Als wir nach unserer Stippvisite beim Orchester im Studio der Aufnahmeleitung vorbeischauen, erleben wir hautnah mit, wie Musik und Bilder eins werden. Hier läuft nämlich auf einem Bildschirm die Filmszene, für die gerade die Musik aufgenommen wird. Da bemerke ich erst, wie viel Macht Töne haben können. Aus einem Duell zwischen dem Kung Fu Panda und seiner neuen Gegenspielerin, dem Chamäleon, dem eine wilde Verfolgungsjagd auf einem Dach vorausgegangen war, wird durch die Klänge der Instrumente ein nervenaufreibendes Katz-und-Maus-Spiel. Die Figuren werden lebendig, die Situation, in der sich Po befindet, richtig bedrohlich.

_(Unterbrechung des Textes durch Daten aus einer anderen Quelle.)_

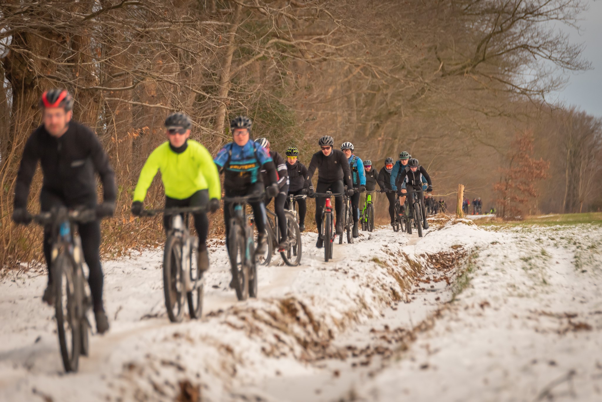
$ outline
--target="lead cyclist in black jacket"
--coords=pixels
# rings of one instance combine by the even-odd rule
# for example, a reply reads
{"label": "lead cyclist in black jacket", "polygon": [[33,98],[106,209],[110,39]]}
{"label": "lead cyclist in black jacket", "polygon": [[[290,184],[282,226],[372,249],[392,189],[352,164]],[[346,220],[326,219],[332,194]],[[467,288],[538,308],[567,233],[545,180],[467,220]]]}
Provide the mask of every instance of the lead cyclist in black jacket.
{"label": "lead cyclist in black jacket", "polygon": [[412,199],[411,193],[414,191],[420,191],[417,193],[418,198],[420,200],[420,205],[422,206],[423,227],[425,229],[429,228],[429,224],[426,221],[426,207],[424,205],[424,193],[422,192],[422,177],[426,179],[429,183],[429,187],[426,189],[427,192],[431,192],[433,190],[433,182],[430,180],[430,176],[426,172],[426,169],[423,166],[418,165],[418,159],[412,158],[408,162],[408,166],[405,168],[400,170],[399,174],[397,175],[395,185],[399,189],[398,195],[402,197],[400,202],[405,201],[405,196],[402,196],[403,193],[409,193]]}
{"label": "lead cyclist in black jacket", "polygon": [[[64,89],[46,91],[40,100],[43,124],[36,128],[25,143],[21,163],[17,174],[14,190],[13,220],[28,224],[31,215],[27,212],[27,198],[31,179],[40,161],[43,174],[40,193],[40,209],[49,212],[58,207],[75,209],[84,207],[96,210],[99,219],[113,215],[115,210],[115,174],[98,137],[88,127],[71,120],[73,99]],[[104,201],[97,205],[98,173],[102,181]],[[44,228],[44,257],[48,266],[48,286],[42,300],[54,304],[52,261],[49,243],[51,228]],[[96,329],[103,333],[109,328],[102,303],[102,268],[99,248],[101,224],[98,220],[79,224],[84,259],[90,274],[88,282],[92,294]]]}
{"label": "lead cyclist in black jacket", "polygon": [[[315,152],[311,157],[309,167],[307,171],[306,180],[309,185],[309,195],[314,192],[325,193],[329,190],[334,193],[343,193],[343,180],[347,184],[348,195],[353,195],[353,182],[351,179],[351,168],[345,154],[339,149],[334,149],[335,141],[330,136],[324,136],[318,141],[321,151]],[[314,190],[311,184],[311,178],[318,169],[318,185]],[[318,230],[322,225],[322,210],[326,202],[326,197],[318,196],[315,201],[315,225]],[[341,213],[343,209],[342,196],[335,197],[335,210],[337,214],[335,230],[337,234],[343,233],[343,225],[341,224]],[[323,245],[324,240],[318,236],[315,247],[320,248]]]}

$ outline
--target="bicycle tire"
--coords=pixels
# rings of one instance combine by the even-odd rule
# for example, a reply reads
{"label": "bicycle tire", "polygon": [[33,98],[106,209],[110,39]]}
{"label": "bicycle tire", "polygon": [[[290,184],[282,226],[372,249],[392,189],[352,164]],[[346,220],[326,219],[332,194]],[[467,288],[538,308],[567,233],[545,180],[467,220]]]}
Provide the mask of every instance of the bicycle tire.
{"label": "bicycle tire", "polygon": [[[246,250],[243,230],[243,228],[234,221],[228,240],[232,278],[236,297],[240,301],[246,300],[249,297],[249,268],[245,263],[248,250]],[[248,257],[252,256],[249,254]]]}
{"label": "bicycle tire", "polygon": [[[272,262],[272,257],[274,255],[274,242],[276,239],[276,236],[274,234],[274,228],[272,227],[272,220],[269,218],[266,219],[267,222],[265,222],[265,245],[266,247],[265,254],[262,256],[258,256],[256,257],[255,259],[259,265],[268,266],[270,263]],[[254,226],[254,225],[253,225]],[[255,231],[256,231],[256,228],[255,228]],[[258,233],[258,235],[259,232]],[[252,235],[253,233],[252,232]],[[257,239],[255,239],[255,243],[256,243]],[[255,247],[253,247],[253,248]]]}
{"label": "bicycle tire", "polygon": [[422,208],[420,203],[414,203],[414,221],[416,222],[416,229],[418,230],[418,237],[422,237]]}
{"label": "bicycle tire", "polygon": [[59,254],[52,262],[57,333],[63,365],[67,372],[77,371],[81,348],[81,322],[76,315],[77,305],[81,306],[81,297],[78,296],[79,286],[74,283],[73,271],[64,253]]}
{"label": "bicycle tire", "polygon": [[303,247],[301,231],[293,213],[285,211],[284,215],[287,217],[287,239],[288,240],[288,245],[285,251],[280,253],[280,255],[287,265],[296,266],[301,262]]}
{"label": "bicycle tire", "polygon": [[[194,264],[197,261],[196,256],[192,249],[196,248],[191,245],[190,253],[188,254],[190,259],[190,270],[188,275],[190,276],[190,281],[196,284],[196,287],[186,292],[186,298],[188,300],[188,313],[190,318],[200,318],[203,314],[203,297],[205,294],[205,279],[203,278],[203,273],[199,271],[197,266],[194,269]],[[198,251],[197,251],[198,253]],[[198,275],[198,278],[197,278]]]}
{"label": "bicycle tire", "polygon": [[163,295],[167,316],[172,322],[180,322],[184,317],[185,294],[182,284],[181,256],[181,239],[169,235],[163,252]]}
{"label": "bicycle tire", "polygon": [[[255,244],[253,242],[253,231],[250,227],[245,228],[247,231],[247,247],[249,250],[249,256],[250,258],[246,260],[247,272],[249,279],[249,297],[257,297],[257,286],[259,278],[257,277],[257,260],[255,255]],[[271,255],[271,254],[270,254]]]}
{"label": "bicycle tire", "polygon": [[[339,244],[343,244],[343,238],[345,236],[345,228],[347,227],[347,204],[346,203],[343,203],[343,210],[341,212],[341,219],[343,222],[341,222],[341,228],[343,230],[343,232],[339,236]],[[336,234],[335,236],[336,237]]]}
{"label": "bicycle tire", "polygon": [[[328,262],[331,258],[330,249],[332,248],[332,213],[324,214],[324,261]],[[341,237],[343,236],[341,235]]]}

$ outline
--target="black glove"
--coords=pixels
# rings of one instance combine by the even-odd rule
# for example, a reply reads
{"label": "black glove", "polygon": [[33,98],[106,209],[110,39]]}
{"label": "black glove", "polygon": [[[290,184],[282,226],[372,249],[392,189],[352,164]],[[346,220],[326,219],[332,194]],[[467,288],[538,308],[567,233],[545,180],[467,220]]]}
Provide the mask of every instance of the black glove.
{"label": "black glove", "polygon": [[220,209],[220,200],[217,198],[211,198],[209,200],[209,212],[213,213]]}
{"label": "black glove", "polygon": [[115,203],[104,202],[96,207],[96,218],[113,216],[115,212]]}
{"label": "black glove", "polygon": [[31,214],[26,208],[17,208],[13,211],[13,221],[16,224],[27,225],[31,222]]}
{"label": "black glove", "polygon": [[265,196],[268,198],[273,198],[278,195],[278,191],[280,189],[278,188],[278,184],[277,183],[272,183],[265,188]]}
{"label": "black glove", "polygon": [[132,203],[132,208],[130,210],[132,211],[132,215],[140,216],[140,214],[142,213],[142,203],[140,201],[134,201]]}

„Kung Fu Panda 4“: Wie der Soundtrack den Film auf ein anderes Level hebt
Die Stimmung im Aufnahmestudio ist trotzdem gelöst, es wird gewippt und getanzt. Rund acht Leute wuseln dort herum. Dennoch sind alle konzentriert bei der Sache, wenn es darauf ankommt. Auch Komponist Steve Mazzaro ist an diesem Tag anwesend. „Ich glaube, 110 war noch nicht ganz stimmig, alles andere war wunderschön“, lässt er den Dirigenten und das Orchester per Knopfdruck wissen. Und dann: „Nur noch einmal – wir waren super nah dran.“ Die Knöpfe des Mischpults zu zählen, vor dem er mit dem Toningenieur steht, könnte eine „Wetten, dass..?“-Aufgabe sein – es erscheint unmöglich. Ich schaue wieder hoch auf den Bildschirm, wo Po gerade mit seiner neuen Weggefährtin Zhen in einem dunklen Gewölbe unterwegs ist. Die kleine Füchsin macht einen Satz zur Seite, Klänge von Bass und Geige verleihen ihm zusätzliche Wucht. Dann ist es Zeit, zu gehen. Um zu erfahren, wie das Abenteuer von Po und seinen Freunden in „Kung Fu Panda 4“ ausgeht, muss ich mich also bis zum 14. März gedulden. Dann kommt die langersehnte Fortsetzung in Deutschland ins Kino! Nach meinem Erlebnis in den „Abbey Road Studios“ werde den Film mit ganz anderen Augen sehen – vor allem aber viel mehr und bewusster hören.